The moderation of house prices will improve affordability and create opportunities for first-time home buyers, it said. Meanwhile, existing homeowners have little to fear.
"For those selling a home and buying another, the moderation of housing prices should be relative - there should be no significant gain or loss from the easing of house prices," it said.
"For those who have owned a home for some period, their equity will be substantial, given the rising prices of the past few years," it said. "For those who purchased their home recently, there should be few worries about a modest temporary reduction in value."

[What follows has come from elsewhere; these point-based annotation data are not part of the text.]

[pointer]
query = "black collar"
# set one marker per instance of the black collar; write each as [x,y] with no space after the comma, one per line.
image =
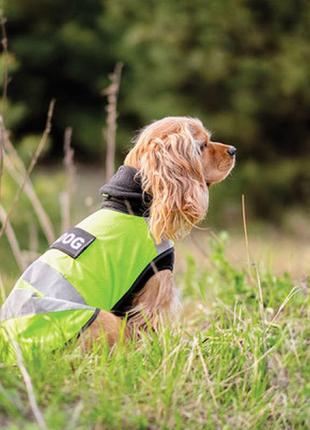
[123,193]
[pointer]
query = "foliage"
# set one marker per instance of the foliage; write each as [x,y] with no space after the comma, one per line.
[242,67]
[222,366]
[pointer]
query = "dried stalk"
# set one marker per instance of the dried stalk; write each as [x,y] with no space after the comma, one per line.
[11,236]
[33,162]
[28,384]
[66,196]
[2,134]
[4,43]
[19,177]
[112,93]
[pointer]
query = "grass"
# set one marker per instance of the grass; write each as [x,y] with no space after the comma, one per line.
[237,358]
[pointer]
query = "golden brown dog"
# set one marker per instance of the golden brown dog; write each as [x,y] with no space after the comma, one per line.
[177,162]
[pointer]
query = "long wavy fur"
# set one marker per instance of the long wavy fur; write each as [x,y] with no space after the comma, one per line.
[168,159]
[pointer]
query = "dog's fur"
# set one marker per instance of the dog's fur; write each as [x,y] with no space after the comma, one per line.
[177,162]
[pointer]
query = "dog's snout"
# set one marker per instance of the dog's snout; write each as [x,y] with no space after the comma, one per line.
[232,151]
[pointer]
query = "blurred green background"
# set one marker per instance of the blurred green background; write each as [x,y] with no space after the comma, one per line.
[241,66]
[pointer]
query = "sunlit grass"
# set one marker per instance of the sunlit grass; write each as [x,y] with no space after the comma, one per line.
[230,361]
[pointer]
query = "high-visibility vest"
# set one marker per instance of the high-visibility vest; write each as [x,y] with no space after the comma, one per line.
[98,264]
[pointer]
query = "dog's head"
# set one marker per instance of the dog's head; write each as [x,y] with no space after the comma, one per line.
[177,161]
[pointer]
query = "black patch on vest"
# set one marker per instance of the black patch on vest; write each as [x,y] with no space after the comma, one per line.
[73,242]
[164,261]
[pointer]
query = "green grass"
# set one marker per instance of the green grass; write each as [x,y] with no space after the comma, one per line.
[228,363]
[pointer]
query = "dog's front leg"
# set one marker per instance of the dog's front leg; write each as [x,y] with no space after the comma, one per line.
[107,324]
[156,301]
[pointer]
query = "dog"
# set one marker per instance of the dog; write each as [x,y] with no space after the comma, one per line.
[113,272]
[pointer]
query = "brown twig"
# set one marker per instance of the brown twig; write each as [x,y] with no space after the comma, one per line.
[18,175]
[244,218]
[11,236]
[2,134]
[33,162]
[4,43]
[112,93]
[28,384]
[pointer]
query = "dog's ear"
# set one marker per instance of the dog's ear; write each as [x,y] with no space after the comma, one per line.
[171,172]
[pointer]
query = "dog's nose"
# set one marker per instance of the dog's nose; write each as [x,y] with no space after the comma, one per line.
[232,151]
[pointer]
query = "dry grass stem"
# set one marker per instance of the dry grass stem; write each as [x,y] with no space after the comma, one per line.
[66,196]
[2,290]
[33,162]
[28,384]
[5,78]
[246,236]
[110,135]
[19,176]
[11,236]
[2,131]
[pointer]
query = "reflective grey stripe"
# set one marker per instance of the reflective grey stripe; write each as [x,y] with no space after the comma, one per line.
[23,302]
[163,246]
[51,283]
[59,294]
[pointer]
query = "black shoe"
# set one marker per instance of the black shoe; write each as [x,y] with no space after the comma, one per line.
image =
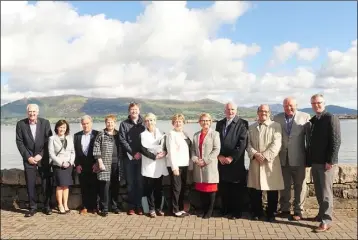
[103,214]
[47,211]
[30,213]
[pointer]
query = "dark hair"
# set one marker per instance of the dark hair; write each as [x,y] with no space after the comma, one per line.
[60,123]
[133,104]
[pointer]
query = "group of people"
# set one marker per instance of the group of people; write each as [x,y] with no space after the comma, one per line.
[139,153]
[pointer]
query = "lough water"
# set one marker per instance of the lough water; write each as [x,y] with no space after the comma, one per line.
[10,157]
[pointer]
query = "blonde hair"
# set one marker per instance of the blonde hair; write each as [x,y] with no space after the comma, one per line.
[205,115]
[178,116]
[150,115]
[110,116]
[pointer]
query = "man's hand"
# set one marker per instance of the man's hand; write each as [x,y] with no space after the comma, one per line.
[328,166]
[79,169]
[32,160]
[137,156]
[259,157]
[221,159]
[176,172]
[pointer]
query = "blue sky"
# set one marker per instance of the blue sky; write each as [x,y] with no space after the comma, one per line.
[328,25]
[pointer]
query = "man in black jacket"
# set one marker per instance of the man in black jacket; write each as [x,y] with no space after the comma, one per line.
[232,172]
[84,162]
[324,143]
[32,136]
[129,137]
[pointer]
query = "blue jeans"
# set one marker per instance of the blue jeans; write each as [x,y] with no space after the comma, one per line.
[134,182]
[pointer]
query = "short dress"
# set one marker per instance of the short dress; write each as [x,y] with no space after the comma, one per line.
[204,187]
[62,177]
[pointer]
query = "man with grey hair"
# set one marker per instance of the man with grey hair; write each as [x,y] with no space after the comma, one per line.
[32,134]
[84,162]
[324,144]
[232,171]
[294,126]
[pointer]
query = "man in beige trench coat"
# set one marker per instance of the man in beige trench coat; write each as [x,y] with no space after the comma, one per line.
[265,173]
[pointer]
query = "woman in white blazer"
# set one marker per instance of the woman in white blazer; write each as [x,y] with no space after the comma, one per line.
[62,157]
[153,165]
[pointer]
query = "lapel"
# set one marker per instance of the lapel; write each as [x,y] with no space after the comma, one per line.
[29,129]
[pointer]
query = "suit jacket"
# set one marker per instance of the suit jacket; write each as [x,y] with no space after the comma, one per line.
[266,140]
[30,147]
[325,139]
[210,153]
[294,145]
[234,145]
[58,153]
[81,159]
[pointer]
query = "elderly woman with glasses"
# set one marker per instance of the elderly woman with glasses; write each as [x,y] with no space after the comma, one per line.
[178,146]
[153,164]
[205,150]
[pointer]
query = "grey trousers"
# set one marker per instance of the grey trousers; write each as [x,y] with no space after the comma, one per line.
[323,185]
[297,175]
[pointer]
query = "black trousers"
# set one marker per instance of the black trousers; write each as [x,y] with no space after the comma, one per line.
[153,190]
[207,201]
[256,202]
[109,190]
[89,190]
[46,184]
[178,184]
[231,198]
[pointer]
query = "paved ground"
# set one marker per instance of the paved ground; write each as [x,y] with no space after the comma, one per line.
[75,226]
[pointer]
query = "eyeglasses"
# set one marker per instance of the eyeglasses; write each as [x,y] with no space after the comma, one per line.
[314,103]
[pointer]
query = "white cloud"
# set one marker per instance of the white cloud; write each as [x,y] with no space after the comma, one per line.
[307,54]
[170,51]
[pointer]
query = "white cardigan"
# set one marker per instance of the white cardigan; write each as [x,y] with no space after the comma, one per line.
[178,150]
[153,168]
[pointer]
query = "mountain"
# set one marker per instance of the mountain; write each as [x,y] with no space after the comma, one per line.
[74,106]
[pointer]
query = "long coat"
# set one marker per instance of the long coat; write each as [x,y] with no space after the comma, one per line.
[233,144]
[103,148]
[266,140]
[210,152]
[294,144]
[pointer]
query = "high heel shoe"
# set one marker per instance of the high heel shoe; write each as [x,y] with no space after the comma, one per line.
[61,210]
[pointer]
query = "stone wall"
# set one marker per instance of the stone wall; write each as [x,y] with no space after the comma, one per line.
[13,189]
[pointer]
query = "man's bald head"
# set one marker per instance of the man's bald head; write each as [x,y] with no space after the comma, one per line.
[290,106]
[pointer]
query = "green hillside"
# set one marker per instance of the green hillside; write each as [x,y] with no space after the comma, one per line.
[72,107]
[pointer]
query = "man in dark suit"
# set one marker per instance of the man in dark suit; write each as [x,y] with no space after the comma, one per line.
[84,162]
[324,144]
[232,172]
[32,136]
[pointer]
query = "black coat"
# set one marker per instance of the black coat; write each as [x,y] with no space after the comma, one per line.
[85,161]
[234,145]
[27,146]
[324,140]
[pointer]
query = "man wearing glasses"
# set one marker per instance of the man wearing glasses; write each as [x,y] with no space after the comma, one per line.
[324,144]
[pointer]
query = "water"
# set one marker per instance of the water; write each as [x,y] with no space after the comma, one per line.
[10,157]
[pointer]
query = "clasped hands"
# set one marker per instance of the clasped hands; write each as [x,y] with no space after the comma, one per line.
[34,160]
[224,160]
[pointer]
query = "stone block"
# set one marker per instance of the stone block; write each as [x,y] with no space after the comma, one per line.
[350,194]
[11,176]
[347,173]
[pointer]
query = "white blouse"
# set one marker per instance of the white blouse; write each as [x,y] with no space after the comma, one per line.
[153,168]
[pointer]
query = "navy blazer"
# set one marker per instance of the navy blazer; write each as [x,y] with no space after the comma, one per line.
[27,146]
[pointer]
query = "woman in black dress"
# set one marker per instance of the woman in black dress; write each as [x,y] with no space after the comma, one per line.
[62,157]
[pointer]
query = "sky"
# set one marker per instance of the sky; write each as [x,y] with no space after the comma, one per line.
[246,52]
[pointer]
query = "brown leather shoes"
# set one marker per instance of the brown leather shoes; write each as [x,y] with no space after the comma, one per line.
[83,211]
[322,228]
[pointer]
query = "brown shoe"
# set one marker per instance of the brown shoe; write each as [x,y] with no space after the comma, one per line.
[83,211]
[139,211]
[131,212]
[322,228]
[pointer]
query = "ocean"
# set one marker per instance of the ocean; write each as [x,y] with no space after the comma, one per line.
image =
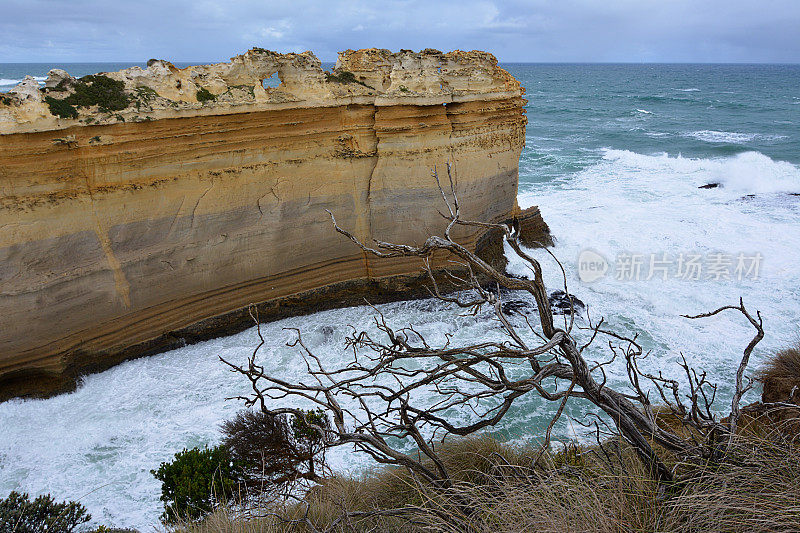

To support its argument that the Canadian housing market is not going the way of the U.S. market, it cited a variety of differences:
• Unlike in the U.S., underwriting standards for qualifying mortgage borrowers in Canada have been maintained at prudent levels resulting in mortgage borrowers here being much more creditworthy;
• Canadian mortgage lenders never offered low initial ‘teaser' rate mortgages that led to most of the difficulties for mortgage borrowers in the U.S.;
• Most mortgages in Canada are held by their original lender, not packaged and sold to third parties as is typical in the U.S., and consequently, Canadian mortgage lenders have a vested interest in ensuring that their mortgage borrowers are creditworthy and not likely to default;
• Only 0.3% of Canadian mortgages are in arrears versus 4.5% in the U.S. and what even before the start of the U.S. housing meltdown two years ago was 2%;
• Canadians tend to pay down their mortgage faster than in the U.S. where mortgage interest is deductible from taxes, which encourages U.S. homeowners to take equity out of their homes to finance other spending, a difference that is reflected in the fact that in Canada mortgage debt accounts for just over 30% of the value of homes, compared with 55% in the U.S.
In Canada, home prices are down 9.8% from a year earlier, compared with an 18% drop in the U.S. from what were already deeply depressed prices a year ago, the latest real estate industry figures show.
Most analysts here agree that Canada should avoid a U.S. style housing market meltdown.
Michael Gregory, senior economist with BMO Capital Markets, said recently that "we won't even come close" to what is happening in the U.S. thanks to stronger employment and income growth here as well as banking system that "continues to make mortgages" available to Canadian consumers.
But he cautioned that if unemployment rises in Canada, there will be a larger fallout for the domestic housing market.
"Anyway you slice it, if you don't have a job, you can't get a mortgage and you can't buy a house," Mr. Gregory said.